North Korean refugee numbers in South Korea are expected to top 20,000 by this October amid reports of more food shortages and growing political instability.
Teens and young adults who defected from North Korea attend class at Hangyeore school in Anseong, South Korea.
Justin McCurry
Anseong, South Korea
It seems inappropriate to describe Kim Yong-hee as blessed.
The teenager hasn't seen his father in two years, and his mother disappeared a year ago. He lives in one of Asia's wealthiest countries, but in adulthood he is likely to encounter discrimination from potential employers and, if he manages to find work, a salary well below the national average.
Yet Yong-hee, a North Korean who escaped to the South two years ago, considers himself fortunate. "I like living here because it's wealthy and I can do more or less what I like, but I miss my parents," he says.

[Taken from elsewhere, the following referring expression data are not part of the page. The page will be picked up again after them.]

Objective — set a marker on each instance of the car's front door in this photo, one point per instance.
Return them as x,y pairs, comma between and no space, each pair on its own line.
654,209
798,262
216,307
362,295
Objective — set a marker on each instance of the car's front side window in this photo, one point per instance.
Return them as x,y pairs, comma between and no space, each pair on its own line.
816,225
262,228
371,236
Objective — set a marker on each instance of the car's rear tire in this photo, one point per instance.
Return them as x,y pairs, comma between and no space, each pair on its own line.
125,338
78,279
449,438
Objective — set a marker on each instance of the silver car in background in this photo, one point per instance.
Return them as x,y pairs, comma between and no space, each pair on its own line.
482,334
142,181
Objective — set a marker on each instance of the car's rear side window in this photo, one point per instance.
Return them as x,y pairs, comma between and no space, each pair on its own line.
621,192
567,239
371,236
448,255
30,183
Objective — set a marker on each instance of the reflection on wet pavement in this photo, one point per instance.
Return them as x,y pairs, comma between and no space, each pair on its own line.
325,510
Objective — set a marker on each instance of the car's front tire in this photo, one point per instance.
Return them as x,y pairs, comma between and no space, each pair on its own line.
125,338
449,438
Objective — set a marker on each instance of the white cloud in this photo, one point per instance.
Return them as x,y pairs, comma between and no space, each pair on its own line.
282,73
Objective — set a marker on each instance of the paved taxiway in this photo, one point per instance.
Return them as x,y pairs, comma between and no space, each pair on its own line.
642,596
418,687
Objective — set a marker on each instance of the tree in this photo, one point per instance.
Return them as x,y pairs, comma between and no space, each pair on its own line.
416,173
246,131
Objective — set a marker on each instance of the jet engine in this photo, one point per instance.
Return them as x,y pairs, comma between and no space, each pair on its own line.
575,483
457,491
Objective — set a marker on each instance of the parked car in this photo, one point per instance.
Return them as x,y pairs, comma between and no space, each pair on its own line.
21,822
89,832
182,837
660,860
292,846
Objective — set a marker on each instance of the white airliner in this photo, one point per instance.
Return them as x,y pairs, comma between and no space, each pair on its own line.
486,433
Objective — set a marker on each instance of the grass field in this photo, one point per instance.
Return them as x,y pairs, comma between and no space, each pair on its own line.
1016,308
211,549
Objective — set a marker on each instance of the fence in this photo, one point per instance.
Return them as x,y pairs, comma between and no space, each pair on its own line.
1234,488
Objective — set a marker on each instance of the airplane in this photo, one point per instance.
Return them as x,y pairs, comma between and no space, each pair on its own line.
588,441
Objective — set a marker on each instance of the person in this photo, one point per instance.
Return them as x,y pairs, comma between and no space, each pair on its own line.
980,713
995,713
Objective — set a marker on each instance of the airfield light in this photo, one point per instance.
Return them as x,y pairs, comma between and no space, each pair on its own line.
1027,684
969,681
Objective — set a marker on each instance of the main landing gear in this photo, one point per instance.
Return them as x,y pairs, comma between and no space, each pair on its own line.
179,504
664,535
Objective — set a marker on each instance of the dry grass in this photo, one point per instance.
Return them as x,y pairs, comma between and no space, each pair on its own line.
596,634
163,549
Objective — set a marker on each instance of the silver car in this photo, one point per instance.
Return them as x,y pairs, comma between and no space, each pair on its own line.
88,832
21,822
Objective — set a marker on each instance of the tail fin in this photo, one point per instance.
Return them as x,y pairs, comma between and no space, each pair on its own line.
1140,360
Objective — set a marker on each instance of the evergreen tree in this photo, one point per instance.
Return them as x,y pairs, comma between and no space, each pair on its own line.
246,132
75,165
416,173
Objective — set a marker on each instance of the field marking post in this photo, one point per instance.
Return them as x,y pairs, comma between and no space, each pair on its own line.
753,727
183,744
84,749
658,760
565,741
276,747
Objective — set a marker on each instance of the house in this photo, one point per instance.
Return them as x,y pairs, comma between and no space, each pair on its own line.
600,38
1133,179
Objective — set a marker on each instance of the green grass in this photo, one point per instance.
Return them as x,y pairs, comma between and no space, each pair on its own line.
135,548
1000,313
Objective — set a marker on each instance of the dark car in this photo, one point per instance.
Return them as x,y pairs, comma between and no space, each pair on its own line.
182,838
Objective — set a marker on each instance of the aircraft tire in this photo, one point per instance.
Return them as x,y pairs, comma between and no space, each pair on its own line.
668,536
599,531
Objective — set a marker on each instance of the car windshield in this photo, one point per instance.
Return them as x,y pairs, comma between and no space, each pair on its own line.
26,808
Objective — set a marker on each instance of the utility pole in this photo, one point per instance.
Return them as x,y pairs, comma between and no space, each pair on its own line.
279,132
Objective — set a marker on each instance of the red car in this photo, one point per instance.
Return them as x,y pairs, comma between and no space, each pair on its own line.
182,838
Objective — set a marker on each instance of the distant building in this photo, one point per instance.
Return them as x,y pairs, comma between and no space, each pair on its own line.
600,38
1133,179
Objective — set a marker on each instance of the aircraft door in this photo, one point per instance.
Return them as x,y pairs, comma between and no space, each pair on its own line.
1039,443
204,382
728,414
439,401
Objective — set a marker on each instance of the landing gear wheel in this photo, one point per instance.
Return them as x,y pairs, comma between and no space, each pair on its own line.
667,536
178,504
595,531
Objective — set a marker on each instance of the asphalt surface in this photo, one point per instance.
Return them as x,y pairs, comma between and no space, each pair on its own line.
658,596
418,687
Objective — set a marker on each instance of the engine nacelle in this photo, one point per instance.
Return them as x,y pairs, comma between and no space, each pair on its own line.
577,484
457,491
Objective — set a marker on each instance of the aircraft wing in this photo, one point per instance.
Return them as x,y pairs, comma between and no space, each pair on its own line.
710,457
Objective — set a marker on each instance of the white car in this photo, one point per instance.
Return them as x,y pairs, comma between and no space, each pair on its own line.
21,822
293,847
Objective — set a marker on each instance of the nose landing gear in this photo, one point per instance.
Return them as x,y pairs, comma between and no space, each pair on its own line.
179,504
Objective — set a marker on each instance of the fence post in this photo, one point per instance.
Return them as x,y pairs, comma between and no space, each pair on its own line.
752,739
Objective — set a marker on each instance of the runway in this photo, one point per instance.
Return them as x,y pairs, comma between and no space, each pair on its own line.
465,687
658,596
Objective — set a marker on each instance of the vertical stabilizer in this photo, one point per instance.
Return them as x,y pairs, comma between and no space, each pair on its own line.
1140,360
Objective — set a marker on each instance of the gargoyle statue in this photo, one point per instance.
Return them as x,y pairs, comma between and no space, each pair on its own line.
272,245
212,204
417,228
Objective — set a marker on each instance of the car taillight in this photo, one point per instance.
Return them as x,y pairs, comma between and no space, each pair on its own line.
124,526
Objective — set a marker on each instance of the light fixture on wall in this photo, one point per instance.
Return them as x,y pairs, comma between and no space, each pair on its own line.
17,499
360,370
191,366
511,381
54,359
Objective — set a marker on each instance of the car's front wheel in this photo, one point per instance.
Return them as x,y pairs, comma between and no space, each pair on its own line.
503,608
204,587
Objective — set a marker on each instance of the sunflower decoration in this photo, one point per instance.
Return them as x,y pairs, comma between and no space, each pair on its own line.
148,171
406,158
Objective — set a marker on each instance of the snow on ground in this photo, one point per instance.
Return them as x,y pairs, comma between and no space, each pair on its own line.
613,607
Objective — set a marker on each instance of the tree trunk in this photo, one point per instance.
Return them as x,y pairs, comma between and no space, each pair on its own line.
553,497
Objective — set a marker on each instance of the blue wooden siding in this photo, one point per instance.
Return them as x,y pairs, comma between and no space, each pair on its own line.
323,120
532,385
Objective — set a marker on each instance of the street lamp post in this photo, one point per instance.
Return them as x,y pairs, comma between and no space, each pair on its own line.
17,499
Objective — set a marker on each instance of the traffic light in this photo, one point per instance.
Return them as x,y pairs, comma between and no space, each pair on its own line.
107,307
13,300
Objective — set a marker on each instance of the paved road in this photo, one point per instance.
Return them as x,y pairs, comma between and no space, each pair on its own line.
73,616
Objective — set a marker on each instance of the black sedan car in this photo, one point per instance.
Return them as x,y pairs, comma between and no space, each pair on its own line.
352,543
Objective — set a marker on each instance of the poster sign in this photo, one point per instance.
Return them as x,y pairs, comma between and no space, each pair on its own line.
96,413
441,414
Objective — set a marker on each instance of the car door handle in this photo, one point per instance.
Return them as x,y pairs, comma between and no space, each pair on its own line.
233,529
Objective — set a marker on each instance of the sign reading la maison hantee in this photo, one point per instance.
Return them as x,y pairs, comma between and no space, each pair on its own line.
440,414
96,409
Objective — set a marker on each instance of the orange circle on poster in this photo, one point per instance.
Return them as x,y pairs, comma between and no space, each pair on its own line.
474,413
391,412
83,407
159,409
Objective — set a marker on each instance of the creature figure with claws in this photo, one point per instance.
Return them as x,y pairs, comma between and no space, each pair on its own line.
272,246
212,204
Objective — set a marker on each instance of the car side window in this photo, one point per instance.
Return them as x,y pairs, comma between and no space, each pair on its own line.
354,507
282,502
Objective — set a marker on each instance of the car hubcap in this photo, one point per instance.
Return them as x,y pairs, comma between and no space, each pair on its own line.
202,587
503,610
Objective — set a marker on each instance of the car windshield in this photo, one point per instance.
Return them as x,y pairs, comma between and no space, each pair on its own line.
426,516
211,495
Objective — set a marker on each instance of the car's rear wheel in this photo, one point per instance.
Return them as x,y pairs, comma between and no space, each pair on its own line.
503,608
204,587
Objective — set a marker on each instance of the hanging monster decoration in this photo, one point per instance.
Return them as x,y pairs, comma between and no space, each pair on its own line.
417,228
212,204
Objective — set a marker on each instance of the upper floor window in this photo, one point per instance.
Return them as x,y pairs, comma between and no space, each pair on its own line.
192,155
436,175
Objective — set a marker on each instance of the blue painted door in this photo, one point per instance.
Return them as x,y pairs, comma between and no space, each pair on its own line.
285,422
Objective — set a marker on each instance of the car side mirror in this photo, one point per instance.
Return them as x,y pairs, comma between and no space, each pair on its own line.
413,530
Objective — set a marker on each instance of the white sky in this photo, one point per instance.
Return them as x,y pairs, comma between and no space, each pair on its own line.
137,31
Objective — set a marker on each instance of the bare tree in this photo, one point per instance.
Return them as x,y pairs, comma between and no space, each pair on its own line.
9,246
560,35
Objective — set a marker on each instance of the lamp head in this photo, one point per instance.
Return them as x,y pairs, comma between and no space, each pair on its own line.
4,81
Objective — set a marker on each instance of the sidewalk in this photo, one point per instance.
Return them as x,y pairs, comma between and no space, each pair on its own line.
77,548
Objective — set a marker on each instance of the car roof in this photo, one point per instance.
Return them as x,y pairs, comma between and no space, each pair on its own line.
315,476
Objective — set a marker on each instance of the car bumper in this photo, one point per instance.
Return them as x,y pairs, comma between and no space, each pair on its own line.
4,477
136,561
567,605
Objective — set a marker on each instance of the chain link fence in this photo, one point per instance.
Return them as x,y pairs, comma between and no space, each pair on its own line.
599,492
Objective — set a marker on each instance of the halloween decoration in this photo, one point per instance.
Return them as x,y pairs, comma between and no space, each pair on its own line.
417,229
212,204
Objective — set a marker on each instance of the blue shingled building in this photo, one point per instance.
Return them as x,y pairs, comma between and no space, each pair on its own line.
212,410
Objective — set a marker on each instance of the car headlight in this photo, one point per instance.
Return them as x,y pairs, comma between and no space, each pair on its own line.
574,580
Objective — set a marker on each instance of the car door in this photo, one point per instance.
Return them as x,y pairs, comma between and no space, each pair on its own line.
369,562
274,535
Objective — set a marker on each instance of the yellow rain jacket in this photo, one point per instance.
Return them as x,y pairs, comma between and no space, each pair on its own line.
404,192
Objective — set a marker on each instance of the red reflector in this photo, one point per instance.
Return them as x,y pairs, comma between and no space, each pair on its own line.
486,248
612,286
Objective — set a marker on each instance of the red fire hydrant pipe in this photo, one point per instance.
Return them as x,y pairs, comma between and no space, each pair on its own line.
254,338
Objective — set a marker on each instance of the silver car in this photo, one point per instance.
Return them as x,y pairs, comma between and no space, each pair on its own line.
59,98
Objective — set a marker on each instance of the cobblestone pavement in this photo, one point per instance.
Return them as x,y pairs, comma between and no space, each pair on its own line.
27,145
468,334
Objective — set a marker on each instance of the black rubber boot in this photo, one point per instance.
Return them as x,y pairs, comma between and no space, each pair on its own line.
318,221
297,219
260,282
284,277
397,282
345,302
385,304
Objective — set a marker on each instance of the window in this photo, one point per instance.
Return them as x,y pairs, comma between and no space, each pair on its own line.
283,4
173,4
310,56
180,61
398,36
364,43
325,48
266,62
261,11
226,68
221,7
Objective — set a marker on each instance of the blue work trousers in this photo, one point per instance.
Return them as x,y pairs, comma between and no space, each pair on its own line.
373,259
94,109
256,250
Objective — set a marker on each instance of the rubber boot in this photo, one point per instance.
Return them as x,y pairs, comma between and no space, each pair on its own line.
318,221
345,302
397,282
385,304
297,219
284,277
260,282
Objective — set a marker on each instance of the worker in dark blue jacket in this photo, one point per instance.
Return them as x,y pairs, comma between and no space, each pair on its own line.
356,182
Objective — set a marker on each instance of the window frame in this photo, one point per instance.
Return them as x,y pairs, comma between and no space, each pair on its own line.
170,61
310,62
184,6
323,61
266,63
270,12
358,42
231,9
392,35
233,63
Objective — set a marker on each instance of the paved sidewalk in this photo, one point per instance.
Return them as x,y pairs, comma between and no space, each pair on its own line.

Yong-hee is one of 200 young defectors studying at Hangyeore middle and high school, a government-funded facility 80 kilometers south of Seoul. He is one of 19,300 North Koreans to have defected to the South since the end of the 1950-53 Korean War, the initial trickle turning into a flood in the late 1990s when the North was hit by a devastating famine.
The total is expected to top 20,000 by this October amid reports of more food shortages and growing political instability, as the regime's ailing leader, Kim Jong-il, attempts a transfer of power to his son Kim Jong-un.